It rained cats and dogs last night. Moderate by Madang standards. It sometimes rains crocodiles and pilot whales.
When we arrived at the office this morning we discovered that Lake Madang had returned. It was, of course, exactly what we expected after observing the work, or rather the lack thereof, over the last few weeks. I moaned about this back in July, showing you Lake Madang and The Big Hole in which it lives. Nearly six weeks later, the problem is simply worse. I’ll show you the “progress”.
Really, it all starts here:
This is the drain that is supposed to take all of the rainwater from the area and dump it without ceremony into the sea. We’ve been complaining, along with everybody else, to the deaf ears of the town management that it is plugged up. This goes back twenty years! The water should disappear into here:
Whoops, it’s going nowhere! A few weeks ago I saw a huge character standing out in the street bossing a bunch of skinny kids with buckets and shovels. He said he had been “awarded the contract” to dig out the drain so that the lake would go away. He left all of the mud there for weeks. Finally, the mud was taken away from the sides of the drain. In our foolishness, we supposed that it was actually open. Ah, the folly of the bleeding-heart trusting liberal. Is there no end to it?
However, as you can plainly see, Madang River has no outlet to the sea, so Lake Madang just keeps getting bigger and digging its big hole deeper:
At the other end of the road, we have yet another tragicomedy in the making.
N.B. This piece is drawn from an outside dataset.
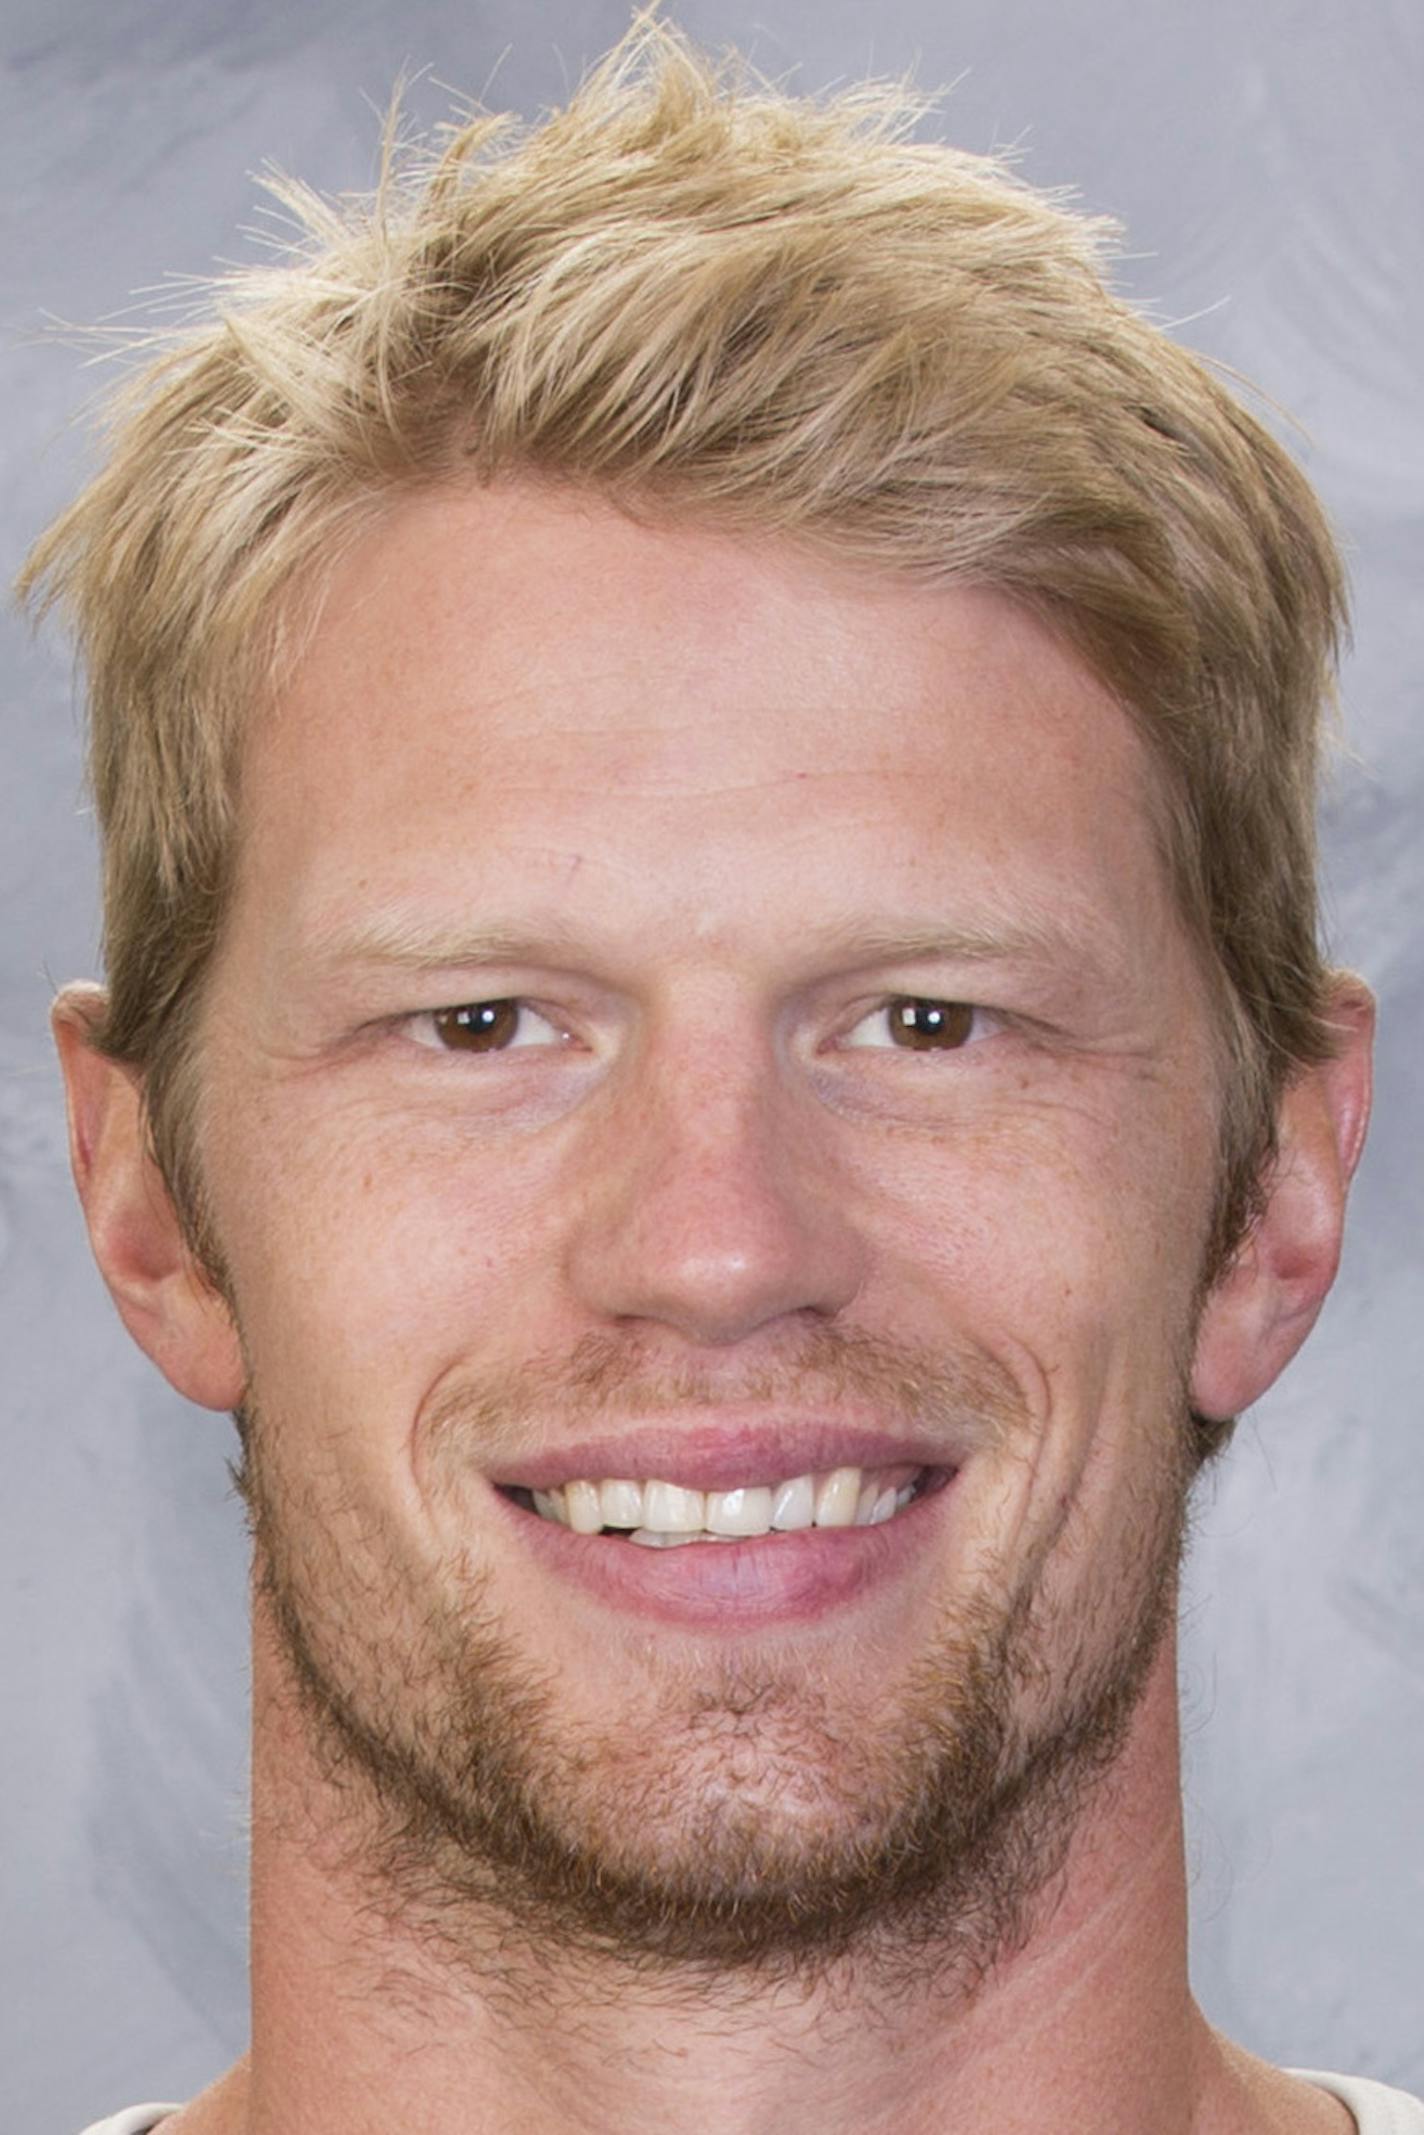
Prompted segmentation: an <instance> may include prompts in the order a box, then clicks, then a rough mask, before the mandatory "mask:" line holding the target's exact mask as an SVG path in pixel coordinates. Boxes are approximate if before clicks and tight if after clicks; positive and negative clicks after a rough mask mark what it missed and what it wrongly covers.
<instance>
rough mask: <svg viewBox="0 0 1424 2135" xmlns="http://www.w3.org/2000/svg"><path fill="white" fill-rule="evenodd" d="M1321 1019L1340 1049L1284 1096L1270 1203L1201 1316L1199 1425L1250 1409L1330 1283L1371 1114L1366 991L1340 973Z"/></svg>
mask: <svg viewBox="0 0 1424 2135" xmlns="http://www.w3.org/2000/svg"><path fill="white" fill-rule="evenodd" d="M1328 1016H1330V1023H1332V1025H1334V1031H1336V1050H1334V1055H1332V1059H1328V1061H1322V1063H1319V1065H1317V1067H1304V1070H1302V1072H1300V1074H1298V1076H1296V1078H1294V1082H1292V1085H1289V1087H1287V1089H1285V1095H1283V1097H1281V1110H1279V1123H1277V1125H1279V1136H1277V1140H1279V1153H1277V1159H1275V1164H1272V1170H1270V1179H1268V1198H1266V1206H1264V1208H1262V1215H1260V1219H1257V1221H1255V1225H1253V1228H1251V1232H1249V1236H1247V1240H1245V1245H1243V1249H1240V1253H1238V1255H1236V1260H1234V1262H1232V1264H1230V1268H1228V1270H1225V1275H1223V1277H1221V1281H1219V1283H1217V1287H1215V1290H1213V1292H1211V1296H1208V1300H1206V1307H1204V1311H1202V1324H1200V1328H1198V1343H1196V1360H1193V1369H1191V1407H1193V1409H1196V1413H1198V1416H1208V1418H1215V1420H1225V1418H1230V1416H1238V1413H1240V1409H1245V1407H1249V1405H1251V1403H1253V1401H1257V1398H1260V1394H1264V1392H1266V1388H1268V1386H1270V1383H1272V1381H1275V1379H1277V1377H1279V1373H1281V1371H1285V1366H1287V1364H1289V1360H1292V1356H1294V1354H1296V1349H1298V1347H1300V1343H1302V1341H1304V1337H1307V1334H1309V1332H1311V1328H1313V1326H1315V1317H1317V1313H1319V1307H1322V1304H1324V1300H1326V1292H1328V1290H1330V1283H1332V1281H1334V1270H1336V1266H1339V1260H1341V1230H1343V1223H1345V1196H1347V1191H1349V1181H1351V1176H1354V1170H1356V1164H1358V1161H1360V1151H1362V1146H1364V1129H1366V1125H1368V1110H1371V1044H1373V1035H1375V1001H1373V997H1371V991H1368V986H1366V984H1364V982H1362V980H1358V978H1351V976H1341V978H1339V980H1336V984H1334V993H1332V999H1330V1010H1328Z"/></svg>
Yes, folks, this is how we fix the roads in Madang:
First we tear everything up really thoroughly (the lids for the drain laying scattered about on the right making nice big ditches for the pedestrians to fall into). Then we dump huge piles of gravel anywhere the truck happens to stop. There, see. It’s all fixed. It’s been fixed for about three weeks now and nobody has bothered to call the town managers to thank them. We’re such ungrateful wretches.
If it weren’t for the entertainment value, we’d be getting very tired of this silliness. The huge gap in the road that I described in Insect Authority is still there also, along with thousands of new axle-bending potholes in all of our streets. The Insect Authority ditch is now about a half-metre deep.
I don’t know if those responsible for our decaying town, once one of the most beautiful in the South Pacific, are incompetents, fools, crooks, lazy do-nothings, or all of the above.
Me – I just play the fool. The rest is too complicated.